Un peu plus tard j’ai découvert que des artistes de Mad publiaient dans Playboy une bande dessinée satirico-érotique « Little Annie Fanny », ce qui fut pour moi un excellent prétexte pour l’acheter régulièrement. Little Annie Fanny était une bombe sexuelle blonde et naïve, stéréotype classique du cinéma hollywoodien, dont tous les hommes tentaient d’abuser. Une série qui passerait difficilement dans l’ère du #Metoo.

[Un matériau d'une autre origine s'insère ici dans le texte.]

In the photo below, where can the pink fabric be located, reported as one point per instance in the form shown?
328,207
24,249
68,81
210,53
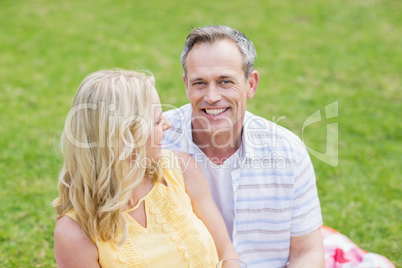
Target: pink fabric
341,252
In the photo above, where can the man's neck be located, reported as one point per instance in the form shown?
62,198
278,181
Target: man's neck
218,147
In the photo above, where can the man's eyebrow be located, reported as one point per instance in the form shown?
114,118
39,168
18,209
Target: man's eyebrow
219,77
195,79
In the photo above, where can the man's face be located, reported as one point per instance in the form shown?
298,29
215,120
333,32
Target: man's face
216,86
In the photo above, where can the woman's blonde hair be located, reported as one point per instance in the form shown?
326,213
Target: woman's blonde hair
103,145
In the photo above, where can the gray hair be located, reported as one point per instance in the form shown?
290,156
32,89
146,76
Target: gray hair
213,33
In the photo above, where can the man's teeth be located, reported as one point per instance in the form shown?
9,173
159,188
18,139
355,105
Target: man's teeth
215,111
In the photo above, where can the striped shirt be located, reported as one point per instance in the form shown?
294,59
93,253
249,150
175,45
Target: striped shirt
275,193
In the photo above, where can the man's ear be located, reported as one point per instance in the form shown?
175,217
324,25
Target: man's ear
253,84
185,84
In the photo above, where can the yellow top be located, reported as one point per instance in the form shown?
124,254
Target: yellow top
174,235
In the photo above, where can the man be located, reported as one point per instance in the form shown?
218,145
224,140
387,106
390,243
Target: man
260,174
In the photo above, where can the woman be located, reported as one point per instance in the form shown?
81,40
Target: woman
123,201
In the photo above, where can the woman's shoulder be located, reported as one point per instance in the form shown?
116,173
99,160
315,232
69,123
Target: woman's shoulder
68,229
73,248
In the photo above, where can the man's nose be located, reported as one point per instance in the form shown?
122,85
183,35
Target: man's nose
213,94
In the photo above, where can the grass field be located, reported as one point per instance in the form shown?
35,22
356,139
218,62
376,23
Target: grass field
310,54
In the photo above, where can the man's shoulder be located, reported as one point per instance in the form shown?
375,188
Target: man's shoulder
178,114
257,127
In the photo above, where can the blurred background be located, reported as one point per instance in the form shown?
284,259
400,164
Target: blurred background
311,53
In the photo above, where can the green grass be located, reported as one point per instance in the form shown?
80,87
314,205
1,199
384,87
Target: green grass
310,54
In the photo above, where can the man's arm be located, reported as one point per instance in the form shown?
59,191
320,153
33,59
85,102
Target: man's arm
307,251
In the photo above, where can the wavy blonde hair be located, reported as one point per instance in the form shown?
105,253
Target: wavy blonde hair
103,145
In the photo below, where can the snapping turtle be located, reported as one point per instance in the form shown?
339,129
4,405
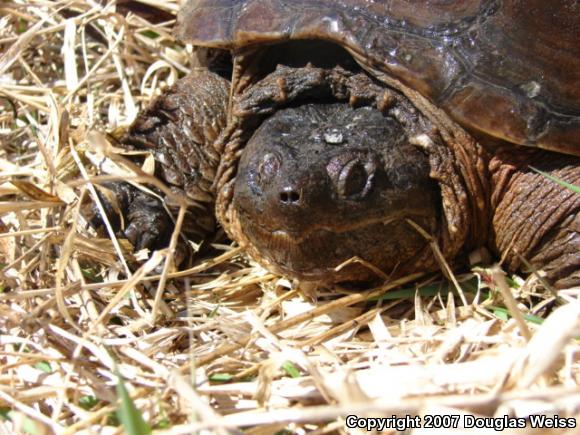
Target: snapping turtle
320,131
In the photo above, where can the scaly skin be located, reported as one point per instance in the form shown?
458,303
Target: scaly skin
521,215
535,219
179,128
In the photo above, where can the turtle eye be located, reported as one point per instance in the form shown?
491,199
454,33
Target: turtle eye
352,176
268,167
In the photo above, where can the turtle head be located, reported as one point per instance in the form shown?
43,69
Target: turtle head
320,184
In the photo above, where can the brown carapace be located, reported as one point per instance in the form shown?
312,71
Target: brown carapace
316,131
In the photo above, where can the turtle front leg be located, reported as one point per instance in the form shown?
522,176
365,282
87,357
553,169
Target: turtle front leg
537,220
179,128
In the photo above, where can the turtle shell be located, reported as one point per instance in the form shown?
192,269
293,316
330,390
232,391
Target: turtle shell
508,69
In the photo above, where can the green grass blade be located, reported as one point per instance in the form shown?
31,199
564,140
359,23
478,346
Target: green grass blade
572,187
128,414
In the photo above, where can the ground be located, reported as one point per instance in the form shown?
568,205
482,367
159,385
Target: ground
94,338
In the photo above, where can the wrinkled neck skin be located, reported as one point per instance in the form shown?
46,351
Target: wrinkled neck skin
308,187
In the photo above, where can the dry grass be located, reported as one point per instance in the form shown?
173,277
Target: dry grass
224,345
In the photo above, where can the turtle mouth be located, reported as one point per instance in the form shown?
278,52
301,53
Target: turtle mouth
297,236
313,254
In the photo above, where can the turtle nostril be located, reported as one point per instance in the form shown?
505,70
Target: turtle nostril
289,197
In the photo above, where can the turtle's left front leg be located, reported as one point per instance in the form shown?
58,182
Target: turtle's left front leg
537,220
179,128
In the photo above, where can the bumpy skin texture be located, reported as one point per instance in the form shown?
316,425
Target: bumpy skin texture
426,66
179,128
536,220
503,68
340,186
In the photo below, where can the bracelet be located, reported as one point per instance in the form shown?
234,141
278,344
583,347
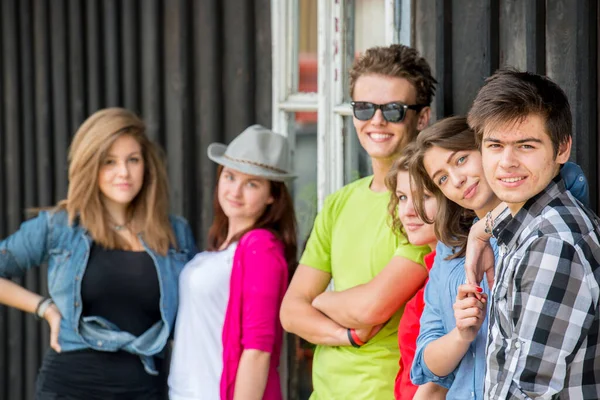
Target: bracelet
354,339
43,305
489,224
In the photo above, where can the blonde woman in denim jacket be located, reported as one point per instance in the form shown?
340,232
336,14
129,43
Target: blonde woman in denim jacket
114,256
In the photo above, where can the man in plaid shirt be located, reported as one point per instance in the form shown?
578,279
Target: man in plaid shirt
544,317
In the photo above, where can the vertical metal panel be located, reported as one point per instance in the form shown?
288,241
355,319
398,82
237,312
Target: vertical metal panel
471,54
567,64
557,38
111,56
76,66
31,354
208,121
131,54
430,21
11,127
262,56
238,63
176,86
513,28
58,59
535,13
152,93
94,65
585,119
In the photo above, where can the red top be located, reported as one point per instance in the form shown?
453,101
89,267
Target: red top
408,331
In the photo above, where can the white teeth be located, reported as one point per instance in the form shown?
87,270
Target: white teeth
380,136
512,180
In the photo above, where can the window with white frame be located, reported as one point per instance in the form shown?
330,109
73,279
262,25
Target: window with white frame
314,43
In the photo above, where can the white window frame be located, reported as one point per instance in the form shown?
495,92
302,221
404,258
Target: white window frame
328,102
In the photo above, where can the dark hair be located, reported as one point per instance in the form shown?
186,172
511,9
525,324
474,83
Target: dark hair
397,61
279,218
452,222
509,96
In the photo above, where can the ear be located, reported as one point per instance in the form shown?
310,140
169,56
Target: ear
424,116
564,151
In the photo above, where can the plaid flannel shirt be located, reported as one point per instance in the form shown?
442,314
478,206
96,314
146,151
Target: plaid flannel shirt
544,320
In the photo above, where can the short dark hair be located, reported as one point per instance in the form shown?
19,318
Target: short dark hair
397,61
510,96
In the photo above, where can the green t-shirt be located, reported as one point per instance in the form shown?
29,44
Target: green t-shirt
352,240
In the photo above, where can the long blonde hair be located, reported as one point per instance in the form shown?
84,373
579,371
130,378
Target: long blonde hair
148,211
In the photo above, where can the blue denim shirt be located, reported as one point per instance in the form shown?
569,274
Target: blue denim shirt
466,381
66,248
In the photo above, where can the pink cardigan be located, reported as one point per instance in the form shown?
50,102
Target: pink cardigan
259,279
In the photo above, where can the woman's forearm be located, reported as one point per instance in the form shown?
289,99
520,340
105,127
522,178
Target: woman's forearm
16,296
443,355
430,391
252,375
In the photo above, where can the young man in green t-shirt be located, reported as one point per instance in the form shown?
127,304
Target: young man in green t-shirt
374,272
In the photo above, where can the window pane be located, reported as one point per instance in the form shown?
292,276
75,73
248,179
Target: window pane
303,130
307,46
357,163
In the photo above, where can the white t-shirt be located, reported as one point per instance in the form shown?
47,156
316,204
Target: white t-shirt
197,362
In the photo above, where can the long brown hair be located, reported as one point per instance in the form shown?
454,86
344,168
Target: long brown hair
148,211
279,218
452,222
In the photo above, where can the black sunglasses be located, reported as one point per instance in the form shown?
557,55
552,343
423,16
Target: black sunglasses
392,112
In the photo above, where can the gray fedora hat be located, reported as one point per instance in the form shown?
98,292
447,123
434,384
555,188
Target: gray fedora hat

En 1994 en Israel, une version de Mad en hébreu sous la direction de Rutu Modan, est abandonnée au bout de dix mois. La bande dessinée n’étant pas encore suffisamment ancrée dans la culture locale. J’ai eu le plaisir de réaliser la couverture du numéro 1 où j’ai dessiné le héros de Mad, Alfred E.Newman, le rouquin aux dents écartées et aux oreilles décollées, en macho israélien des nineties.
Bye bye Mad!
07/06/2019 par Michel Kichka
bonjour monsieur Kichka,
un point de votre article me dérange énormément : l’hommage à la « culture » du viol à travers Little Anny Fanny. A l’ère du #MeToo comme vous dites, en France, les adolescentes victimes de viol sont dépeintes au mieux comme des naïves, au pire comme des nymphos qui réclament du sexe en termes crus sur les réseaux sociaux… leurs tortionnaires ne risquent plus que la correctionnelle, et font au maximum quelques mois de prison. La terreur et la honte sont encore et toujours réservées aux femmes, même si elles ont le courage de lancer des campagnes comme #MeToo.